Augustus took off his hat for a moment to let his head cool. "Woodrow, I doubt you'd understand," he said, looking at the grove and the pool.
"Well if I don't, I don't," Call said. "I sure don't so far." "I call this Clara's orchard," Augustus said. "Me and her discovered it one day while on a buggy ride. We come out here on picnics many a time." "Oh," Call said. "I might have known it would have something to do with her. I doubt there's another human being over whom you'd shed a tear." Augustus wiped his eyes with his fingers.
"Well, Clara was lovely," he said. "I expect it was the major mistake of my life, letting her slip by. Only you don't understand that, because you don't appreciate women." "If she didn't want to marry you, I don't guess there was much you could have done about it," Call said, feeling awkward. The subject of marriage was not one he was comfortable with.
"It weren't that simple," Augustus said, looking at the creek and the little grove of trees and remembering all the happiness he had had there.
He turned old Malaria and they rode on toward Austin, though the memory of Clara was as fresh in his mind as if it were her, not Woodrow Call, who rode beside him. She had had her vanities, mainly clothes. He used to tease her by saying he had never seen her in the same dress twice, but Clara just laughed. When his second wife died and he was free to propose, he did one day, on a picnic to the place they called her orchard, and she refused instantly, without losing a trace of her merriment.
"Why not?" he asked.
"I'm used to my own ways," she said. "You might try to make me do something I wouldn't want to do." "Don't I indulge your every whim?" he asked.

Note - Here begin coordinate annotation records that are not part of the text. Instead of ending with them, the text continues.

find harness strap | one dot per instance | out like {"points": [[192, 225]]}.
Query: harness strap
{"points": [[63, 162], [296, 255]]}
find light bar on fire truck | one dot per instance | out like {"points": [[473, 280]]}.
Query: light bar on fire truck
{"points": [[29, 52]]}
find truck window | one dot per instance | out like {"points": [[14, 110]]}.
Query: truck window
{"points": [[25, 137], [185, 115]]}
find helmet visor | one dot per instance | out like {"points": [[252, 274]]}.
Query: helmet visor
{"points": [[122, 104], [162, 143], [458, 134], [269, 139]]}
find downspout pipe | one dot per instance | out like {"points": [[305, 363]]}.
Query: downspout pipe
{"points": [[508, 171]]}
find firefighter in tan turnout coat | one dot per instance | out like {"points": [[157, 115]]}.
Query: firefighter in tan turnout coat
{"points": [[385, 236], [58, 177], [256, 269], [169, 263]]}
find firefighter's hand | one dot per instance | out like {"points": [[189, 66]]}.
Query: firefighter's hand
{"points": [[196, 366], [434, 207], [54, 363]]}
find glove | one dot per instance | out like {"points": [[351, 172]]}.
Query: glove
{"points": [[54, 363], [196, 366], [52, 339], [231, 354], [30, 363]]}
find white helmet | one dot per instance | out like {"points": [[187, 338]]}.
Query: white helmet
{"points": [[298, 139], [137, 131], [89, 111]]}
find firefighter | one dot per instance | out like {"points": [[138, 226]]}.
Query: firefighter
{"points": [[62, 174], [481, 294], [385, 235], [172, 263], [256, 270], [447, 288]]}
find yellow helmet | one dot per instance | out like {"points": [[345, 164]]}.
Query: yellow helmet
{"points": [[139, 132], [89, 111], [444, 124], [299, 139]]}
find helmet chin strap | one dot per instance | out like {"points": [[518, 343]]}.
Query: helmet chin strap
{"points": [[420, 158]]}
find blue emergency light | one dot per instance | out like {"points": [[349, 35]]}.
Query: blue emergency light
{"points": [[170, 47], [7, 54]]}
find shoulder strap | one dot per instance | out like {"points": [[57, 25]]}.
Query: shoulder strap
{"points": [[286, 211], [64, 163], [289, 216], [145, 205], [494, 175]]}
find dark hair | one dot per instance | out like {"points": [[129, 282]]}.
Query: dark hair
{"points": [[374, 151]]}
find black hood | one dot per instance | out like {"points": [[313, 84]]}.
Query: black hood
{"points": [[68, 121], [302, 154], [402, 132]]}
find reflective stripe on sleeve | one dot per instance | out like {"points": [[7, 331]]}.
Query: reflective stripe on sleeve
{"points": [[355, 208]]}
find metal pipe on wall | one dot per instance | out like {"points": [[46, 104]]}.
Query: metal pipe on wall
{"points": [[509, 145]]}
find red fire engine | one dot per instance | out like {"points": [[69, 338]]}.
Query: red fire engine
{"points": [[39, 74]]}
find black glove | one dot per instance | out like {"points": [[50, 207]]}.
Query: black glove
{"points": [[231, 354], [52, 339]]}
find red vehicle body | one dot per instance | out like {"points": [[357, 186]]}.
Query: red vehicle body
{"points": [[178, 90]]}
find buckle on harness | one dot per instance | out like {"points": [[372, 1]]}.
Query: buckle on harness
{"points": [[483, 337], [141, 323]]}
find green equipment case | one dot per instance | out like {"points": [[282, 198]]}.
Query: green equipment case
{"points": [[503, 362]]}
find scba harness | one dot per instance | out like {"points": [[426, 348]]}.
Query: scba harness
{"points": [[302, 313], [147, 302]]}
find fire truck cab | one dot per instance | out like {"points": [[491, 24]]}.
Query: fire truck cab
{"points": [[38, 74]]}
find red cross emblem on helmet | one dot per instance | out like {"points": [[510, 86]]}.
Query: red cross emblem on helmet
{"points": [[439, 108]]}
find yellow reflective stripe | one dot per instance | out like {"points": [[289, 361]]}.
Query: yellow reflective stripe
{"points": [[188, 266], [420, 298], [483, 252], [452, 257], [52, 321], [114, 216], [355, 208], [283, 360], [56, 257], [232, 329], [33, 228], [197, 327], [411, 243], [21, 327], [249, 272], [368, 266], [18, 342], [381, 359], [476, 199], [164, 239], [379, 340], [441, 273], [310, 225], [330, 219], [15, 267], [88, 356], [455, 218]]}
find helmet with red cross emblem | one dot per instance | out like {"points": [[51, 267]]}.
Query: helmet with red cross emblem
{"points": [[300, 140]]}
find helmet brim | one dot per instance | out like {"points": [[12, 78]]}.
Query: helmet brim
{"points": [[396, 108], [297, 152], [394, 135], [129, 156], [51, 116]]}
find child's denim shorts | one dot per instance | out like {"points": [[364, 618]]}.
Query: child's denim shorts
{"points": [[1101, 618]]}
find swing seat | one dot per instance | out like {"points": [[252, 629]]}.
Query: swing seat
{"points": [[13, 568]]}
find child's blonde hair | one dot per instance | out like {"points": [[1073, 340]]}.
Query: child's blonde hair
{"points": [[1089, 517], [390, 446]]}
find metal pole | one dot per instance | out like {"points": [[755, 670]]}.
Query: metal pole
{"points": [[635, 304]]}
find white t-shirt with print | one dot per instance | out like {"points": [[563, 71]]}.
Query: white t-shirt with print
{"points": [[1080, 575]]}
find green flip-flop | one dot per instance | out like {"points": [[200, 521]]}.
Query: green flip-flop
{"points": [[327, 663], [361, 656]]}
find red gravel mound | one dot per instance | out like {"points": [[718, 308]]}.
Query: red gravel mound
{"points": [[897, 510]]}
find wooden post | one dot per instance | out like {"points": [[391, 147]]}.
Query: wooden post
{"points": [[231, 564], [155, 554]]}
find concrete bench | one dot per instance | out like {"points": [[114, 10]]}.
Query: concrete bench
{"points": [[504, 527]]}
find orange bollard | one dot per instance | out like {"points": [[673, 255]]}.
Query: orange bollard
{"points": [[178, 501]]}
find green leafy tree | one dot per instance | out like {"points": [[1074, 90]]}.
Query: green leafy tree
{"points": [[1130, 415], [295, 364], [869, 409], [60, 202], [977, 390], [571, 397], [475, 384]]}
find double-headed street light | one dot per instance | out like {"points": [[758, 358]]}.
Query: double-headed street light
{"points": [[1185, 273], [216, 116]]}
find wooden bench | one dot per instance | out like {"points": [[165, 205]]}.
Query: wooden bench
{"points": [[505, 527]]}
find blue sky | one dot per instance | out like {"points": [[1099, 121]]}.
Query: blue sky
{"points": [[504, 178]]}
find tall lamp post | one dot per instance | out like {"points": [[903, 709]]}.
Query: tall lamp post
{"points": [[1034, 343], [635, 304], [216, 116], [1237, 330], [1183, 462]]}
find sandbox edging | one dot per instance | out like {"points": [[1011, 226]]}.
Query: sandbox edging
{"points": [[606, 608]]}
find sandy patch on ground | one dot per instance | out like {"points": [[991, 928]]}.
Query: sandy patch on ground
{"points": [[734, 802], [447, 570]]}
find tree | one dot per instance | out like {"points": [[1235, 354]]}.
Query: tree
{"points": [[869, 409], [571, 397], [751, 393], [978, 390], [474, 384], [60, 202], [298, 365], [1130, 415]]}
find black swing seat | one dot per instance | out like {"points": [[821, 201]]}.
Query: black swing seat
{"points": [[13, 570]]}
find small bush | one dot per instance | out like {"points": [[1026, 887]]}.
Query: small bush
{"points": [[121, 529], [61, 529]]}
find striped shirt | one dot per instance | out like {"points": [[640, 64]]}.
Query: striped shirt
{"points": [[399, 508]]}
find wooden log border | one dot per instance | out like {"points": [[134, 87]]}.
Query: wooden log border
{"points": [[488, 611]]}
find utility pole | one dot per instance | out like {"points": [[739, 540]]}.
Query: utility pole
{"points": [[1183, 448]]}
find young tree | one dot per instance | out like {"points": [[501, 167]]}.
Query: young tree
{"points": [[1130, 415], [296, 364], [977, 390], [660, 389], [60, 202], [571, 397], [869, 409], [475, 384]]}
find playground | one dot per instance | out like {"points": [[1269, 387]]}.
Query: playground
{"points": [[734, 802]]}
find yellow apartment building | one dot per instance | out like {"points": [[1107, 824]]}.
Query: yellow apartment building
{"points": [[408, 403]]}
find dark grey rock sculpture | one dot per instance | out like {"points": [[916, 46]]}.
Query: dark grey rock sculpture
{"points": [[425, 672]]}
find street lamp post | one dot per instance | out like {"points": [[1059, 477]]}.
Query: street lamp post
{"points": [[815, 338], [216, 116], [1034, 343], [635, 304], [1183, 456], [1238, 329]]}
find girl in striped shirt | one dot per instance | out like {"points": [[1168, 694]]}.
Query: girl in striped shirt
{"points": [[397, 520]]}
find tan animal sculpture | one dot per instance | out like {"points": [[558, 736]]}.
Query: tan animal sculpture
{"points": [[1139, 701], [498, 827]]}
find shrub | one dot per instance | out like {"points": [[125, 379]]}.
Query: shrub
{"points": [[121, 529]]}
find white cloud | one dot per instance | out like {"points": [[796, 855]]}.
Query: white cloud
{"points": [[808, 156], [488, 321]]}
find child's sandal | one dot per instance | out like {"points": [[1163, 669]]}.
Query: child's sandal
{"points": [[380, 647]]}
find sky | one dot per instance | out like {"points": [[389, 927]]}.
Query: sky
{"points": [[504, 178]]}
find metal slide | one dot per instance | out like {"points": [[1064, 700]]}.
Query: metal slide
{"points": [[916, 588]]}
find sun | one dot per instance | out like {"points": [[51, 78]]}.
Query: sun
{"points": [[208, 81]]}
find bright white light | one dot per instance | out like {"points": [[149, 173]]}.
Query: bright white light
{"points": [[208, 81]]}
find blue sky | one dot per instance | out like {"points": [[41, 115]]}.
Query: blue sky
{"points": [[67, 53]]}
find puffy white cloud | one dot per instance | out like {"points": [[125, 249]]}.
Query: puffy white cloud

"Yes, but that's because you haven't got me," Clara said. "I bet you'd change fast if I ever let you get the upper hand." But she had never let him get the upper hand, though it seemed to him she had surrendered it without a fight to a dumb horse trader from Kentucky.
Call was a little embarrassed for Augustus.
"When was you the happiest, Call?" Augustus asked.
"Happiest about what?" Call asked.
"Just about being a live human being, free on the earth," Augustus said.
"Well, it's hard to single out any one particular time," Call said.
"It ain't for me," Augustus said. "I was happiest right back there by that little creek. I fell short of the mark and lost the woman, but the times were sweet." It seemed an odd choice to Call. After all, Gus had been married twice.
"What about your wives?" he asked.
"Well, it's peculiar," Augustus said.
"I never was drawn to fat women, and yet I married two of them. People do odd things, all except you. I don't think you ever wanted to be happy anyway. It don't suit you, so you managed to avoid it." "That's silly," Cal
l said.
"It ain't, either," Augustus said. "I don't guess I've watched you punish yourself for thirty years to be totally wrong about you. I just don't know what you done to deserve the punishment." "You've got a strange way of thinking," Call said.
They had hardly ridden three miles from the grove when they spotted a little camp at the foot of a limestone bluff. It was near a pool and a few trees.
"I bet that's Jake," Call said.
"No, it's just Lorie," Augustus said.
"She's resting by a tree. I bet Jake's gone to town and left her." Call looked again, but the camp was half a mile away and all he could see was a horse and the pack mule. Throughout his years as a Ranger, Augustus had always been renowned for his remarkable eyesight. Time and again, on the high plains and in the Pecos country, it had been proven that he could see farther than other people. In the shimmering mirages the men were always mistaking sage bushes for Indians. Call himself could shade his eyes and squint and still not be certain, but Augustus would merely glance at the supposed Indian for a moment, laugh and go back to card playing or whiskey drinking or whatever he might be doing.